With U.S. and global growth slowing, all eyes are on Tuesday's meeting of the Federal Reserve's policy committee.

Will chairman Ben Bernanke lead the Federal Open Market Committee to a decision to buy more bonds, in the hope that a further diminution of already record-low interest rates will have a tonic effect on spending?

Bernanke is like the mythical Atlas. With fiscal stimulus off the table in a divided Congress, the uncertainty of tax hikes next year, and burdensome regulations discouraging investment, the Fed chairman is asked to hold up the U.S. economy, just as Atlas supported the world on his shoulders.

Meanwhile, Congress and the administration are doing nothing to help him. Worse, they are being counterproductive.

Those who lobby the Fed to pump more high-powered dollars into the banking system (money the central bank lawfully creates) fail to recognize that borrowing costs are already at record lows, and that more liquidity is unlikely to impart more impetus to the sluggish recovery.

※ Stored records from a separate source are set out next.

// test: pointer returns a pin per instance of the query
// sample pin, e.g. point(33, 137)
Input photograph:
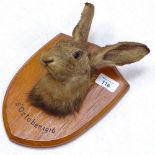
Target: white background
point(128, 129)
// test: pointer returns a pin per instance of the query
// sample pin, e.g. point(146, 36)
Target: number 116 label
point(106, 82)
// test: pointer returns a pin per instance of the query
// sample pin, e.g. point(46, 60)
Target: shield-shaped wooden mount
point(32, 126)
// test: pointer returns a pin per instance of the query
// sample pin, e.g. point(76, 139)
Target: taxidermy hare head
point(70, 67)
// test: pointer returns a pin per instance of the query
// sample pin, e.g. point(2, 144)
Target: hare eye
point(77, 54)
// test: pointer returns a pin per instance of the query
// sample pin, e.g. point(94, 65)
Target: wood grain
point(32, 126)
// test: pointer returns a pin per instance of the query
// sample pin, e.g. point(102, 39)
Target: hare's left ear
point(118, 54)
point(81, 30)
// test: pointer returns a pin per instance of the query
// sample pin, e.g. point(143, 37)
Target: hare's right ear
point(81, 30)
point(118, 54)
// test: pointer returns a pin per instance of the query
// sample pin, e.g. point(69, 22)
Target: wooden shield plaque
point(32, 126)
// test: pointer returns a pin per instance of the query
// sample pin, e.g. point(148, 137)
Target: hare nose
point(46, 62)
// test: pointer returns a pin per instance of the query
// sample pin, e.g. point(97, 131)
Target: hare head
point(71, 67)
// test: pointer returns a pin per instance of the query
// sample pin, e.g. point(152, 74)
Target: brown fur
point(71, 69)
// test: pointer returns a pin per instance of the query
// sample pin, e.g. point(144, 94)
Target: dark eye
point(77, 54)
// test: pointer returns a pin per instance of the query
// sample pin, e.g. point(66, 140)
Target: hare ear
point(118, 54)
point(81, 30)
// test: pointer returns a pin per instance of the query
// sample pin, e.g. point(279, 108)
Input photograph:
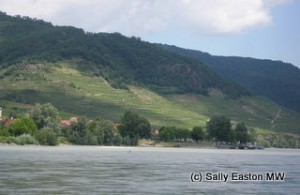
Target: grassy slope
point(77, 94)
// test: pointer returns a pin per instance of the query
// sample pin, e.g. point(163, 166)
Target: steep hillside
point(103, 75)
point(118, 59)
point(77, 93)
point(276, 80)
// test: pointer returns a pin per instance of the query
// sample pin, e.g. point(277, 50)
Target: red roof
point(8, 122)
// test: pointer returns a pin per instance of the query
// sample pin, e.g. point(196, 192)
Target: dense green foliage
point(134, 126)
point(197, 134)
point(274, 79)
point(174, 134)
point(219, 128)
point(118, 59)
point(45, 115)
point(21, 126)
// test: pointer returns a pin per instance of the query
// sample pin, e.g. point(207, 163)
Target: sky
point(264, 29)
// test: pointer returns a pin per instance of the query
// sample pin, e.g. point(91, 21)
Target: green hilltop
point(103, 75)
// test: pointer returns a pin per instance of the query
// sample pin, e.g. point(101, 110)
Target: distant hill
point(119, 59)
point(103, 75)
point(276, 80)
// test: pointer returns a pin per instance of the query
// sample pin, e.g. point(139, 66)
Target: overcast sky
point(268, 29)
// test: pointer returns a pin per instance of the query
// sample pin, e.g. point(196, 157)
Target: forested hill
point(118, 59)
point(274, 79)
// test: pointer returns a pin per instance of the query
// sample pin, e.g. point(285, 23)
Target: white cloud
point(137, 17)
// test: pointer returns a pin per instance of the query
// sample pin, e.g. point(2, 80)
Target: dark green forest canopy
point(119, 59)
point(276, 80)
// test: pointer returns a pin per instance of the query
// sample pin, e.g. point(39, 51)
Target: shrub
point(22, 126)
point(47, 136)
point(25, 139)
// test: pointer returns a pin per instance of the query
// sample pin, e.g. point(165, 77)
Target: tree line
point(42, 125)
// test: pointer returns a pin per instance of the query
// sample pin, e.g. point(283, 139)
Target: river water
point(138, 170)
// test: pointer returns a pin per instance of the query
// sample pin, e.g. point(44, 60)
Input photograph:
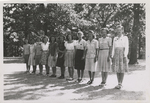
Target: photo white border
point(79, 1)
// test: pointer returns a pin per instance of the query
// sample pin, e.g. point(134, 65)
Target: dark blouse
point(53, 48)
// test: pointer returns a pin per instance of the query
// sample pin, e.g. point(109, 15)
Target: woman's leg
point(72, 71)
point(82, 73)
point(41, 68)
point(34, 68)
point(121, 77)
point(118, 77)
point(93, 75)
point(106, 75)
point(103, 77)
point(90, 75)
point(69, 70)
point(78, 72)
point(47, 69)
point(54, 70)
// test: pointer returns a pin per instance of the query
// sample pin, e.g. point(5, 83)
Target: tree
point(135, 34)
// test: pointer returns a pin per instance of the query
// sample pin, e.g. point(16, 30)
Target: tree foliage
point(26, 20)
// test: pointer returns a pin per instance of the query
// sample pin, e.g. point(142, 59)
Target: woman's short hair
point(92, 32)
point(51, 38)
point(61, 36)
point(80, 32)
point(106, 29)
point(67, 37)
point(44, 38)
point(120, 26)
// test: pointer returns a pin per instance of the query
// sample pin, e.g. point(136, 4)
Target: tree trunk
point(139, 51)
point(133, 55)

As columnist Robert Samuelson wrote in Monday's Washington Post, "What good are lower interest rates if lenders impose such tight conditions that credit doesn't flow or potential borrowers won't assume added debt? Rates on 30-year mortgages are already 3.5 percent."

The Fed is charged by law with maintaining price stability. Fed hawks, chiefly presidents of the regional Federal Reserve banks, worry that more liquidity will sow the seeds of faster, future, inflation. On the other hand, some liberals, such as New York Times columnist Paul Krugman, advocate higher inflation.

Congress and the president should not count on the Fed to bail them out of their mistakes. And it's Congress that is responsible for the uncertainty that is hobbling the economy.

If Congress does nothing, federal income taxes on capital and wage and salary earnings will rise on January 1 in all income brackets, from 10 percent to 15 percent in the lowest tax bracket, and from 35 percent to about 42 percent at the top.

Congress has known since the Bush tax cuts were extended for two years in December 2010 that this day was coming. It could have considered the Simpson-Bowles recommendations, or some variation, and passed them. Or it could have considered suggestions from other groups, such as the Debt Reduction Task Force of the Bipartisan Policy Center.

Nevertheless, the Democratic Senate has failed to pass even a budget for the past three years, much less tax reform, cuts in discretionary spending or long-term entitlements. Such bills were passed by the Republican House of Representatives, but without the Senate's cooperation, nothing will be done before Nov. 6.

Congress could extend current tax rates for another year and allow the next Congress to undertake fundamental tax reform. That might stop the economy from going into a recession now. But calling on Bernanke is easier.

Similarly, a European Central Bank meeting is scheduled for Thursday. Last week, Mario Draghi, the ECB's president, said he would do "whatever it takes" to keep the euro from disintegrating. The European Central Bank's refinancing rate is at 0.75 percent, and the deposit rate is at zero.

Policymakers are counting on Draghi to keep the euro from fragmenting and imploding. But they refuse to lower taxes and reform their burdensome labor laws to attract investment.

On two sides of the Atlantic, politicians turn to central banks, hoping that by printing money banks will paper over problems long enough for them to disappear.

But central banks are unable to help in the face of persistently flawed economic policies. Both in the United States and in Europe, we cannot rely on them for economic rescue.